Kayak Touts Mobile Growth In IPO
With Kayak’s long-delayed IPO finally moving forward, the travel search site’s updated S-1 filing highlights the growing importance of mobile to its business, along with
the challenges it brings.
On the plus side is the increased use of Kayak’s mobile properties, supporting overall revenue growth. The company says its mobile applications were downloaded 2.3 million times in the second quarter, up 40% from the year-earlier period. Its apps for smartphones and tablets on major platforms like iOS and Android have been downloaded a total of 15 million times since 2009.
Kayak also attributes its 31.5% revenue growth in the last year to $224.5 million largely to increased travel-related queries on its Web sites and mobile apps, which increased 44.9% in the first quarter of 2012, and 41.7% for full-year 2011. Searches conducted on mobile apps accounted for almost 17% of total queries in the first quarter, up from 11.6% a year ago. But here’s the problem: Revenue from apps made up just 2% of total revenue in the first quarter and in 2011.
Kayak notes in its IPO filing that the increase in query volume was partially offset by a reduction in RPM (revenue per thousand travel searches) “due to an increase in mobile queries, for which we earn revenue at a lower rate.” The RPM dropped 7.1% in 2011, and 4% in the first quarter.

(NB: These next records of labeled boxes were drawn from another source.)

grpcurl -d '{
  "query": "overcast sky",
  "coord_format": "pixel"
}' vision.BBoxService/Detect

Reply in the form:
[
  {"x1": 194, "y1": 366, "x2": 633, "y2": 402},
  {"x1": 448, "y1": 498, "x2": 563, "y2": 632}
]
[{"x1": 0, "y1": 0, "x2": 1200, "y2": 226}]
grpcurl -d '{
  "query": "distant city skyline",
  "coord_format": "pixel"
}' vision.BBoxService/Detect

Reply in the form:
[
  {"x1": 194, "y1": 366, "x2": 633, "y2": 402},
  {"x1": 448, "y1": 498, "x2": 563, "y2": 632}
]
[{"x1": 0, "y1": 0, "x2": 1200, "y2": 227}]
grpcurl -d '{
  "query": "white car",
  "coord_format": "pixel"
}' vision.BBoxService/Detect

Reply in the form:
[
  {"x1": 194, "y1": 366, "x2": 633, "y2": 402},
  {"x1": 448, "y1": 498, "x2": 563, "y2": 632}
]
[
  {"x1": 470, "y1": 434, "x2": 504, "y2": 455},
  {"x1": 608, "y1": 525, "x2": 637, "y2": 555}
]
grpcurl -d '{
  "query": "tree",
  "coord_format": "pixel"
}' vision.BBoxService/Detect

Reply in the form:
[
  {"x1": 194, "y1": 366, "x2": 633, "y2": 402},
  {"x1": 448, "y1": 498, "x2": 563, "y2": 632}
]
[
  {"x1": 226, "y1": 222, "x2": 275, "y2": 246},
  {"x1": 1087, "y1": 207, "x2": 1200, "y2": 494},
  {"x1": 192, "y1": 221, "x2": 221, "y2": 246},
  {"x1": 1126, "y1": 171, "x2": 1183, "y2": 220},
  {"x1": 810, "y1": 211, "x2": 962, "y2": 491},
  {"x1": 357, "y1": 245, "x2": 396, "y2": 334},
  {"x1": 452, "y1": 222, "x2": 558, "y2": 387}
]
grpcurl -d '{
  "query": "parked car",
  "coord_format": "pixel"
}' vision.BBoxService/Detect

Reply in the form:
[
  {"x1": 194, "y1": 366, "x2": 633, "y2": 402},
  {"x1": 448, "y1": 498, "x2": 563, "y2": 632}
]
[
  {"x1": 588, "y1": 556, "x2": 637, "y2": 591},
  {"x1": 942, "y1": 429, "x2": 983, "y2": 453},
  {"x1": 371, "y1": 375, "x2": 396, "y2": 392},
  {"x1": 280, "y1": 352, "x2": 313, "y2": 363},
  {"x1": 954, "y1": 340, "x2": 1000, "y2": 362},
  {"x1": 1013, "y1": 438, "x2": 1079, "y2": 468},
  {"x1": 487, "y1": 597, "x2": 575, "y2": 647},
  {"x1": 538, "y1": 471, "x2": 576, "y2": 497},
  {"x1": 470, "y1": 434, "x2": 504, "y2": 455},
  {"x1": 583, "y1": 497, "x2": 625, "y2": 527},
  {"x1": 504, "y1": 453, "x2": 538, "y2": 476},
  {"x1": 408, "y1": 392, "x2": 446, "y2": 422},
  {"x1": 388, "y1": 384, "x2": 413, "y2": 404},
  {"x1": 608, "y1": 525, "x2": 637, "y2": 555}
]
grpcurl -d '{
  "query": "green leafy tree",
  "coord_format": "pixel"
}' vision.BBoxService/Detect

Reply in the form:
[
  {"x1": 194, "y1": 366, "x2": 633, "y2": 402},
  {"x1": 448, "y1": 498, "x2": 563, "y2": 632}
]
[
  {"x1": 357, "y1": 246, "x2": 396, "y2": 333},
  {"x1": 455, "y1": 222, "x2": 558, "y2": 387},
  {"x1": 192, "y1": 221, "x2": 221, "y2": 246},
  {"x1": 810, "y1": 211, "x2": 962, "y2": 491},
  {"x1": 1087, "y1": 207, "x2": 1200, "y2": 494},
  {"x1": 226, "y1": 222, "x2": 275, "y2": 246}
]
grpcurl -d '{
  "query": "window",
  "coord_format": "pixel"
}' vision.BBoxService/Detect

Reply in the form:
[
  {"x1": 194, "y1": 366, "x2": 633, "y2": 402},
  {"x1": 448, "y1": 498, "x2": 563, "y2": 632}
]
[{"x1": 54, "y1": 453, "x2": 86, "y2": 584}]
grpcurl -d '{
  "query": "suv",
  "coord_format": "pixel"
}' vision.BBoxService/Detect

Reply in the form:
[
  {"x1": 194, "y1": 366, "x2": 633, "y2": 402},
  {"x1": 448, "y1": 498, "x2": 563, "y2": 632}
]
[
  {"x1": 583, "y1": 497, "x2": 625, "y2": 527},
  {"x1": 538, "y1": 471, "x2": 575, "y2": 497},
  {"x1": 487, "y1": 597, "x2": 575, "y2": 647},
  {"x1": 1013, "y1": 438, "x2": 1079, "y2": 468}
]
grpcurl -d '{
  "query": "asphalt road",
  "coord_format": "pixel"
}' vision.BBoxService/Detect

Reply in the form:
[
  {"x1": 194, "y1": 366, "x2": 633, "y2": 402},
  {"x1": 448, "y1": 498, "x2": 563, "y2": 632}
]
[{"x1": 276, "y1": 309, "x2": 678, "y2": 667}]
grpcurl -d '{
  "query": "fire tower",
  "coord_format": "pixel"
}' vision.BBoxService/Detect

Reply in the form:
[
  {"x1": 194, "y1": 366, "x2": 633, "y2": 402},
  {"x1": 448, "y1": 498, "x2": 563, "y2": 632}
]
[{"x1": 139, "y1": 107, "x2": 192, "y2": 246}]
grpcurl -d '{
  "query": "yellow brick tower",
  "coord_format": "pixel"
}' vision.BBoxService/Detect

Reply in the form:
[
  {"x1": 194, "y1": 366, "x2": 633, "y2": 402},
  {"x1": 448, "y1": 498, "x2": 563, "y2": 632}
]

In a similar vein, Google saw its overall cost-per-click rate fall 12% in the first quarter, in part because of cheaper mobile ad rates.
Kayak is facing the same issues as other companies, including Facebook, Pandora and LinkedIn; their ability to monetize mobile properties lags the increase in usage. The problem was highlighted in the recent Internet trends report by Kleiner Perkins partner Mary Meeker showing that mobile eCPMs are about five times lower than those on the desktop ($3.50 versus 75 cents).
Still, Kayak is counting on mobile apps -- and improved monetization -- to fuel revenue growth.
The company cited data showing that the percentage of leisure travelers using or likely to use a mobile phone to research travel products, such as hotel rooms or flights, increased from 39% in 2010 to 55% in 2011. Likewise, the percentage of travelers using or likely to use a mobile phone to book such travel products increased from 35% in 2010 to 38% last year. Kayak expects those trends will only grow.
How well the company can manage the transition to a more mobile-centric travel world will end up playing a big part in how Kayak fares as a public company. Considering the company first filed to go public in November 2010, making a market debut would be a good start. Its aim is to sell 3.5 million shares at $22 to $25 apiece.